Apoptosis is a physiological process regulated by a delicate balance be-tween pro and anti-apoptotic factors, which plays a critical role in cell growth. Defects in its balance may lead to a selective advantage in cell survival that promotes neoplasia and malignancy. NFkB enhances cell proliferation thus, the use of selective inhibitors induces apoptosis. The aim of the present study was to characterise the cell line PL104 obtained in this laboratory from bone marrow cells of a young patient with an atypical acute myeloid leukaemia (AML) and to evaluate its susceptibility against the chemotherapeutic agents Doxorubicine (DOX), Vincristine (VCR) Gemcitabine and the inhibitors of NFkB, CAPE and MG-132. PL104 phenotype, evaluated by flow cytometry, showed expression of the following markers: CD19, CD20, CD22, CD38, CD45, CD79a, HLA-DR and lambda chain plus aberrant expression of CD71. The effect of these compounds on cell proliferation was evaluated resulting in 5.2 + 0.7%, 42.8 + 3.6%, 2.4 + 0.4%, 0.7 +0.2% and 0.7 + 0.3% (p < 0.001) of cell growth for DOX (4 µM), VCR (10 µM), Gemcitabina (0.04 µM), CAPE (360 µM) and MG-132 (4 µM) respectively after 24 h of treatment. Apoptosis assessed by acridine orange and ethidium bromide staining after 24 h showed 28.9 + 1.9%, 47 + 2.7%, 77.1 + 5.7% and 92,8 + 2.9% (p < 0.001) for DOX (1.5 µM), VCR (1 µM), CAPE (360 µM) and MG-132 (4 µM) respectively versus 6.63 + 0.2% for untreated cells, data confirmed by Annexin-V test. It can be concluded that the cell line PL104, originated from an AML, corresponds to B lymphocytes significantly susceptible to the chemotherapeutic agents and inhibitors tested. Therefore, NFkB’s implication in controlling these cells’ survival has been demonstrated.
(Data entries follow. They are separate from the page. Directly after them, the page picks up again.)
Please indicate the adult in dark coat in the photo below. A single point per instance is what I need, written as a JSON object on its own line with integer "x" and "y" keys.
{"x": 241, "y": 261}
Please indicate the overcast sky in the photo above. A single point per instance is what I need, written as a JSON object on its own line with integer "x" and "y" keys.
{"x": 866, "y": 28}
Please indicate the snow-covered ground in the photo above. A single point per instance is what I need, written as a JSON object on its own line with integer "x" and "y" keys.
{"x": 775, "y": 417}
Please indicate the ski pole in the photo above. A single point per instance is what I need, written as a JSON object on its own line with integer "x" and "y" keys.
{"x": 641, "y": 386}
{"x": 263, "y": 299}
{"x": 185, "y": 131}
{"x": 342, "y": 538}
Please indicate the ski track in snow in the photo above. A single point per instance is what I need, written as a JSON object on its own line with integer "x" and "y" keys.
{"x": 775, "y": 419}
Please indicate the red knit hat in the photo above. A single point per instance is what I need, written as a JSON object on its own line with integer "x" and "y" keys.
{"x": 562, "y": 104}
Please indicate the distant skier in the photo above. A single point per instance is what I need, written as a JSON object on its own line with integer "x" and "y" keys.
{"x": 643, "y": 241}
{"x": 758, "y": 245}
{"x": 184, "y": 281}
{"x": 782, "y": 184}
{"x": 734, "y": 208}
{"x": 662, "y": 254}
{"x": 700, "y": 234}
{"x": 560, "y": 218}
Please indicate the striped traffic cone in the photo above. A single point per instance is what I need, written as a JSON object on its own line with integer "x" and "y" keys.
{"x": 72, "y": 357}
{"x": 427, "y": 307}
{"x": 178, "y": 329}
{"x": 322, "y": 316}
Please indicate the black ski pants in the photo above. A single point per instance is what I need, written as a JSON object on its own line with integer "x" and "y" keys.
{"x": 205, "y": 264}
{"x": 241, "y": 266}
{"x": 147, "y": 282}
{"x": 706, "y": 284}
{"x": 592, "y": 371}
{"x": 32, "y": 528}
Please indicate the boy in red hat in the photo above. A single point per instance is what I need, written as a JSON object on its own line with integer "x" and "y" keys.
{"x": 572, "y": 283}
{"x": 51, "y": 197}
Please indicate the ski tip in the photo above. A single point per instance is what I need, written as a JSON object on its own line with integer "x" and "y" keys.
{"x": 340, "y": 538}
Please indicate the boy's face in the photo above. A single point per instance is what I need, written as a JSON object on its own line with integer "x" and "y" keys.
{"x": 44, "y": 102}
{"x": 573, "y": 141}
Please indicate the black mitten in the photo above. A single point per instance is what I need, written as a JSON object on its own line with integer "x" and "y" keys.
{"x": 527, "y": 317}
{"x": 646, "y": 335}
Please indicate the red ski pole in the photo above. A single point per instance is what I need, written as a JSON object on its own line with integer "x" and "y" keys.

La apoptosis es un proceso fisiológico crítico para el crecimiento celular, regulado por factores pro y anti-apoptóticos. Defectos en su control llevan a una ventaja selectiva en la sobrevida celular favoreciendo el desarrollo de patologías neoplásicas. NFkB puede promover la proliferación celular por lo que el uso de inhibidores selectivos lleva a un aumento de la apoptosis. El objetivo del presente trabajo fue caracterizar la línea celular PL104, obtenida de células de punción de médula ósea de una paciente con diagnóstico de leucemia mieloide aguda (LMA) atípica y evaluar la susceptibilidad de la misma frente a los quimioterápicos Doxorubicina (DOX), Vincristina (VCR), Gemcitabina e inhibidores de NFkB, CAPE y MG-132. El fenotipo evaluado por citometría de flujo resultó positivo para CD19, CD20, CD22, CD38, CD45, CD79a, HLA-DR y cadena lambda con expresión aberrante de CD71. Se verificó el efecto de los agentes mencionados sobre la proliferación celular resultando a las 24 h en un 5.2 + 0.7%, 42.8 + 3.6%, 2.4 + 0.4%, 0.7 + 0.2% y 0.7 + 0.3% (p < 0.001) de sobrevida celular para DOX (4 µM), VCR (10 µM), Gemcitabina (0.04 µM), CAPE (360 µM) y MG-132 (4 µM), respectivamente. La apoptosis evaluada con bromuro de etidio-naranja de acridina para DOX (1.5 µM), VCR (1 µM), CAPE (360 µM) y MG-132 (4 µM) a las 24 h fue de 28.9 + 1.9%, 47 + 2.7%, 77.1 + 5.7% y 92,8 + 2.9% (p < 0.001) respectivamente vs. 6.6 + 0.2% para las células sin tratar, datos confirmados por Annexin-V. Se concluye que la línea PL104 derivada de una LMA corresponde a linfocitos B sensibles tanto a la acción de los quimioterápicos testeados como a los inhibidores de NFkB, lo que indica la implicancia de dicho factor en la sobrevida de estas células.